A tour like a Rockefeller, DuPont or Jeff Bezos

  • If you can’t leave reality behind and intend to bring your smartphone for more than just emergency calls, it’s incumbent upon you to remember to bring your charger, so you don’t wind up staring at a dead device. 
  • Don’t rely upon that cell phone to be your camera? Add these items to your gear, so you wind up with National Geographic-worthy images: memory cards, charger, card reader, mini-tripod, screen shield, extra lenses and a dedicated, waterproof camera bag that’s big enough to hold everything. 

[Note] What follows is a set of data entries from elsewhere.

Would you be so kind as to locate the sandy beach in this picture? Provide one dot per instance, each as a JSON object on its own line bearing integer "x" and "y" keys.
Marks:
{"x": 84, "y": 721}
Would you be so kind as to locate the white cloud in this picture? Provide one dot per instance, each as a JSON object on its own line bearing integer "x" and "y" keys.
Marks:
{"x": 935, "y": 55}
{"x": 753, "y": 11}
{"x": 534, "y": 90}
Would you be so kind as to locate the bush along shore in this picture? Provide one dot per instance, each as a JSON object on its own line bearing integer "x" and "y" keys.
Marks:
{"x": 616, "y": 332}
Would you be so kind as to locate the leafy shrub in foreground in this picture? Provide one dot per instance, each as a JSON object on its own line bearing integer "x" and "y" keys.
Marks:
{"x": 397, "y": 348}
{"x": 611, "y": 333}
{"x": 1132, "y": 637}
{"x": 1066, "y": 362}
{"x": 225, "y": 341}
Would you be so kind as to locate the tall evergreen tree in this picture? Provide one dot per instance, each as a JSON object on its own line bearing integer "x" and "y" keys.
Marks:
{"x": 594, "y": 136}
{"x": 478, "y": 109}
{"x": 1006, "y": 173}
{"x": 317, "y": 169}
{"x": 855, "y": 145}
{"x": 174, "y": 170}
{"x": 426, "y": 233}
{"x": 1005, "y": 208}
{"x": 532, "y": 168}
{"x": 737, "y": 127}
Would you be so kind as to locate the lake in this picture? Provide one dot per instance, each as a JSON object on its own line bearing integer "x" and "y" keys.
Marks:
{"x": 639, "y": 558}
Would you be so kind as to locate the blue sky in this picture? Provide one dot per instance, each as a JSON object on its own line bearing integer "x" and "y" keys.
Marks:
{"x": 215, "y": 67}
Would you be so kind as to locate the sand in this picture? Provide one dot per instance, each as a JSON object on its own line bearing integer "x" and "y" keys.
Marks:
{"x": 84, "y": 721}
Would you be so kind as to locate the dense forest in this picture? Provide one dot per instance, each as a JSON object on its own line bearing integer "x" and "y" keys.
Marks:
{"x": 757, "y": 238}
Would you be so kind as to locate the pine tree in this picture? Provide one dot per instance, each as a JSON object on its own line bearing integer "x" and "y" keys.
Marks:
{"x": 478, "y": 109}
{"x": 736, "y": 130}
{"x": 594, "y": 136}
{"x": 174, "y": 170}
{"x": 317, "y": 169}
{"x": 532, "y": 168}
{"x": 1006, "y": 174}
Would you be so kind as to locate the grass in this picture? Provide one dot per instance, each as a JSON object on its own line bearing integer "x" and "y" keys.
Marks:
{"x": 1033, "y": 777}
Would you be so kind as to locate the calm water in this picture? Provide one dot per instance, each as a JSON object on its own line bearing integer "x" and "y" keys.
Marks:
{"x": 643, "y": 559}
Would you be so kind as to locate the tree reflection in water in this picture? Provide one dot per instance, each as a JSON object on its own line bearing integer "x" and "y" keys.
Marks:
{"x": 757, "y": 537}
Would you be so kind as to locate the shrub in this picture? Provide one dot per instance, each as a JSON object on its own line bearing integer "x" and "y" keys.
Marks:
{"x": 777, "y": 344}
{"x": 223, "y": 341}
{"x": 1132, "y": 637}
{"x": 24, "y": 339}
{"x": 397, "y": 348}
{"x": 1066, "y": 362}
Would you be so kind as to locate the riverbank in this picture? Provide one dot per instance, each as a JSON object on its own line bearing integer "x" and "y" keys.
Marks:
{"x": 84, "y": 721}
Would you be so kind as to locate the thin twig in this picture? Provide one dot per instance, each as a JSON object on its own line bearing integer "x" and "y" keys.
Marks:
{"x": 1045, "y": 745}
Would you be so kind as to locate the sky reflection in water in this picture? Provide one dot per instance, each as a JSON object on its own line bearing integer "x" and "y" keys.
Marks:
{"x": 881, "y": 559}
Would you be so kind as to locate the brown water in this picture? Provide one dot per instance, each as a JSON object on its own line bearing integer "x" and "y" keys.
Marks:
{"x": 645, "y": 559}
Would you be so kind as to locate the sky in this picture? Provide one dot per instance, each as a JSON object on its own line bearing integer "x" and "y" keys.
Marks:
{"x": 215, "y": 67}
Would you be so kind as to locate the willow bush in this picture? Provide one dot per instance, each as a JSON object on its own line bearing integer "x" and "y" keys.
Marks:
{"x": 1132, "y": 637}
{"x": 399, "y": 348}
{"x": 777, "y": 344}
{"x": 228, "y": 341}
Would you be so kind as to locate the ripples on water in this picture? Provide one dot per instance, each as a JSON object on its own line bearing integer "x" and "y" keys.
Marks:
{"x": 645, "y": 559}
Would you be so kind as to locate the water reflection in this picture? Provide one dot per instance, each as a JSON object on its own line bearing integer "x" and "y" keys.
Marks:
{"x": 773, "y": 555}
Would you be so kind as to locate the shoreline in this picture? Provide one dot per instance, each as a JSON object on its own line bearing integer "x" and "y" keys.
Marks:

  • Raid your supply of USB-powered cords and cables required to undertake uploads and run your iPod, MP3 player, radio, recorder, earphones, and a flash drive loaded with maps, coordinates, and bookmarks. 
  • Show off your PQ (preparedness quotient) by being the only cyclist on tour in possession of a laptop computer, NOAA weather radio, 2-way radio, or all of them. You’ll be worshiped by men and women carrying guidebooks and maps! 
  • Don’t dismiss the small things that make your tour idyllic. Bring some Sharpies, highlighters, pens, a journal or voice recording device, binoculars, and a Kindle. There really is nothing better than reading a classic like Jack Kerouac’s “On the Road,” which remains as relevant today as it did in 1957 when most of our grandparents believed that filling a backpack and going off on an adventure was the single most daring adventure imaginable. You probably agree!